In Finnland gibt es ganz unterschiedliche Saunaerfahrungen: die elektrisch beheizte Sauna, die holzbeheizte Sauna, die Rauchsauna. Es gibt die kleine Sauna im Wald und die große am See, und es gibt ganz viel dazwischen. Was es in Finnland übrigens nicht gibt, ist die „original finnische Trockensauna“, die viele aus deutschen Saunalandschaften kennen. Sie ist, genauso wie die römische Badesauna und was es da sonst noch alles gibt, nur die Kulisse für eine Aufguss-Show. Zu der Inszenierung gehört, dass alle rumstöhnen müssen, um sich gegenseitig zu bestätigen, wie schön das alles ist. Ich selbst kann dabei nichts Schönes empfinden. Besonders schlimm empfinde ich Eukalyptus-Aufgüsse, die so ein Fake-Kältegefühl erzeugen. Mit finnischer Sauna hat das absolut nichts zu tun.
In der finnischen Sauna geht es immer darum, wie weich das Löyly ist, wie frisch es ist, wie es sich langsam aufbaut und wie lange es andauert, bis es sich wieder abbaut. Das ist die Frage, an der man in Finnland die Qualität einer Sauna misst. Wenn man in Finnland in eine Sauna hereinkommt, fragt man die anderen in der Sauna oft direkt, ob denn noch genug Löyly vorhanden ist. Und wenn nicht, sorgt man gleich für neue Löyly.
Das ist in doppelter Hinsicht interessant: zum einen, weil in deutschen Saunen meist geschwiegen wird ...
Oder geflüstert, was noch schlimmer ist. In Finnland redet man miteinander, gerade über das Löyly, oder man kann auch schweigen.
... und zum anderen, weil in Finnland jeder Saunabesucher für den Aufguss mitverantwortlich ist.
Ja, die finnische Sauna ist etwas sehr Demokratisches. Ein fester Stundenplan für einen Aufguss, wie es den Deutschland gibt, wäre in Finnland undenkbar, genauso wie die Sanduhr an der Wand. Oder dass man sich ein verrückt großes Handtuch mitbringen muss, auf dem man sitzt. Solche starren Regeln gibt es hier nicht. Während in Finnland einfach alle in der Sauna sitzen und sich entspannen, tritt in Deutschland ein sogenannter Saunameister in die Mitte und zieht die ganze Aufmerksamkeit auf sich. In dem Moment kreiert man eine Hierarchie. Nur in den wenigsten Saunen in Deutschland darf man als Besucher den Aufguss selbst machen. Wobei mich daran schon der Begriff stört: Wenn du einen Teebeutel mit heißem Wasser übergießt, dann ist das vielleicht ein Aufguss. In der Sauna sollte es doch vielmehr um Löyly gehen.
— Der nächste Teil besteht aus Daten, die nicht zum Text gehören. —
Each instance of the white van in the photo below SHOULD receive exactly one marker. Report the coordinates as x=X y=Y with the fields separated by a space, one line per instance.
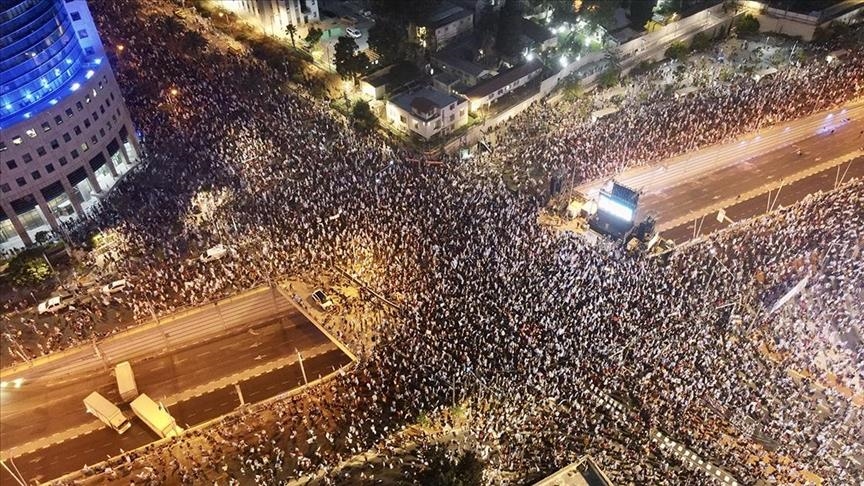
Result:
x=126 y=381
x=107 y=412
x=214 y=253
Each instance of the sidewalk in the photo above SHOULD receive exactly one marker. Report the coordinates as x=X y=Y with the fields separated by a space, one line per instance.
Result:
x=168 y=401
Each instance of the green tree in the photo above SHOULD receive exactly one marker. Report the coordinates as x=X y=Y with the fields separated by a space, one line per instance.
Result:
x=386 y=39
x=443 y=471
x=640 y=12
x=313 y=36
x=700 y=42
x=677 y=50
x=600 y=12
x=170 y=25
x=363 y=115
x=610 y=77
x=42 y=237
x=291 y=31
x=28 y=268
x=747 y=24
x=194 y=41
x=349 y=64
x=509 y=39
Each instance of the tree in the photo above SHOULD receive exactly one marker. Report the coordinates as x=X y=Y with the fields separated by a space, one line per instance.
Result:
x=386 y=40
x=313 y=36
x=363 y=115
x=641 y=12
x=291 y=31
x=609 y=77
x=42 y=237
x=28 y=268
x=444 y=471
x=600 y=12
x=747 y=24
x=349 y=64
x=677 y=50
x=700 y=42
x=194 y=41
x=509 y=39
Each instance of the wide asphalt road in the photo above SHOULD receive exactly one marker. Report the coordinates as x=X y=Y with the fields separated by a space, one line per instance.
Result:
x=41 y=408
x=788 y=195
x=669 y=204
x=57 y=460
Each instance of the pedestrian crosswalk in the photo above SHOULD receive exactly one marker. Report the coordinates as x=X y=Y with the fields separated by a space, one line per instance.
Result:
x=692 y=460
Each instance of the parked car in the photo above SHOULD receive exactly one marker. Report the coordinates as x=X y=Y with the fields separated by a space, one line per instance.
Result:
x=323 y=300
x=214 y=253
x=115 y=286
x=53 y=305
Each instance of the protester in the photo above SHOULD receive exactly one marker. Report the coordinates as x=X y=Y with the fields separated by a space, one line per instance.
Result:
x=557 y=347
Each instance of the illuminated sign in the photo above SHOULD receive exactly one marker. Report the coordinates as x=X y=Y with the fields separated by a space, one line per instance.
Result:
x=615 y=208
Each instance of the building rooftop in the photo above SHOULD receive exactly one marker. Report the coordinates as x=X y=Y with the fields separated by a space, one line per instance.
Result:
x=393 y=76
x=536 y=32
x=423 y=100
x=488 y=87
x=584 y=472
x=447 y=13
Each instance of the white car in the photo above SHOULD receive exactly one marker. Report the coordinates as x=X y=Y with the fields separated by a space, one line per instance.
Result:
x=323 y=300
x=52 y=305
x=214 y=253
x=115 y=286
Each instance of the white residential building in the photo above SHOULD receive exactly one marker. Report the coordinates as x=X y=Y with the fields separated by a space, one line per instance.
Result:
x=427 y=112
x=275 y=15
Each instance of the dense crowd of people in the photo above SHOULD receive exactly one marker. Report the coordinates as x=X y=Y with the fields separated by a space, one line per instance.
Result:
x=562 y=141
x=535 y=331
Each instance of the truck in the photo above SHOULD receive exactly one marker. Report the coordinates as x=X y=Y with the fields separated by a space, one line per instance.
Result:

Wie teuer ist ein Saunabesuch in Finnland?
Der ist sehr viel günstiger als in Deutschland. Sauna muss hier für jeden zugänglich sein. In Deutschland ist der Saunabesuch hingegen etwas Besonderes, weil die Halbtageskarte oder Tageskarte für die Wellness-Oase 20 Euro, 30 oder noch mehr kostet. Wenn man so viel Geld bezahlt, will man fünf, sechs Stunden lang etwas geboten bekommen, und daher gibt es dann diese crazy Aufguss-Shows, in denen zum Beispiel Rotkäppchen und der Wolf die Sauna betreten. Man könnte fast den Eindruck bekommen, in einer Kindervorführung gelandet zu sein, wobei es in vielen dieser Wellness-Welten oft sogar verboten ist, Kinder mitzubringen. Das ist in Finnland ganz anders! Bei uns in der Rajaportti-Sauna gibt es eine eigene Badewanne für die Kids. Die haben da Spielzeug und dürfen laut sein. Und in der Sauna hast du Leute, die 104 Jahre alt sind und schon seit 50 Jahren kommen. Alle, wirklich alle gehen in Finnland in die gleiche öffentliche Sauna.
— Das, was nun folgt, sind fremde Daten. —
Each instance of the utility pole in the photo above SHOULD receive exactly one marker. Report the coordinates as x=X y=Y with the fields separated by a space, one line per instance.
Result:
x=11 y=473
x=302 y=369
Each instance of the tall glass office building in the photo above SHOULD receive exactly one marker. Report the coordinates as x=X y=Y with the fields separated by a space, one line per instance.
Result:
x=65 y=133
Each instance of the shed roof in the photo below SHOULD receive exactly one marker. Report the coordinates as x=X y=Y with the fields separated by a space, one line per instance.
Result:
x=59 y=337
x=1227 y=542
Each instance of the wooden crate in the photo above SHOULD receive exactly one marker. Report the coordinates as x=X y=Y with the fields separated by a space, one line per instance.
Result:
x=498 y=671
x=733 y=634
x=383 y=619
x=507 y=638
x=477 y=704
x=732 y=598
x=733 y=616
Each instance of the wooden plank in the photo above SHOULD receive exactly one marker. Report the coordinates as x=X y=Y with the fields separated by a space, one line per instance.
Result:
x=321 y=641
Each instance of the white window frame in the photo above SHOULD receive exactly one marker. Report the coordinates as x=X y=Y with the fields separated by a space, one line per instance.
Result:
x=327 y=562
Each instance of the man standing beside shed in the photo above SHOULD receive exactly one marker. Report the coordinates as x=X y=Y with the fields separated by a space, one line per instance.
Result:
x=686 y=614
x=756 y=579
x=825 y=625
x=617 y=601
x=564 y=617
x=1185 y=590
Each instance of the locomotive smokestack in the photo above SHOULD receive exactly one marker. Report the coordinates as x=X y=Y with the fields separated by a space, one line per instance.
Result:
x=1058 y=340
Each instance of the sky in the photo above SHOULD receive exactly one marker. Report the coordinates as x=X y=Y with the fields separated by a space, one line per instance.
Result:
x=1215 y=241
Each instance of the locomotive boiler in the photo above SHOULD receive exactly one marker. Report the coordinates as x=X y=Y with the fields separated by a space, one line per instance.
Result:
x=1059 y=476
Können Kinder denn schon mit in die eigentliche Sauna kommen?
Freunde von mir haben ihr Baby zwei Wochen nach der Geburt mit in die Sauna genommen. Natürlich geht man dann nicht nach ganz oben, und man bleibt dann nicht 15 Minuten drin. Aber fürs Gefühl setzt man sich einmal für eine halbe Minute oder eine Minute rein. Studien haben gezeigt, dass es auch für Kinder gut ist, zu saunieren. Hier in Finnland wurden zahlreiche Studien zu den gesundheitlichen Effekten gemacht. Mit vielen Zehntausenden Teilnehmern und über Jahrzehnte hinweg. Wer mehrmals in der Woche in die Sauna geht, profitiert von den Langzeiteffekten. Dann hilft das Saunieren gegen Demenz und Alzheimer, senkt deinen Blutdruck, stärkt dein Immunsystem und so weiter. In Finnland gewöhnen sich die Kinder schon früh an die Sauna. In der ersten Klasse schnitzen alle Schülerinnen und Schüler ihre Saunakelle, das ist hier Tradition.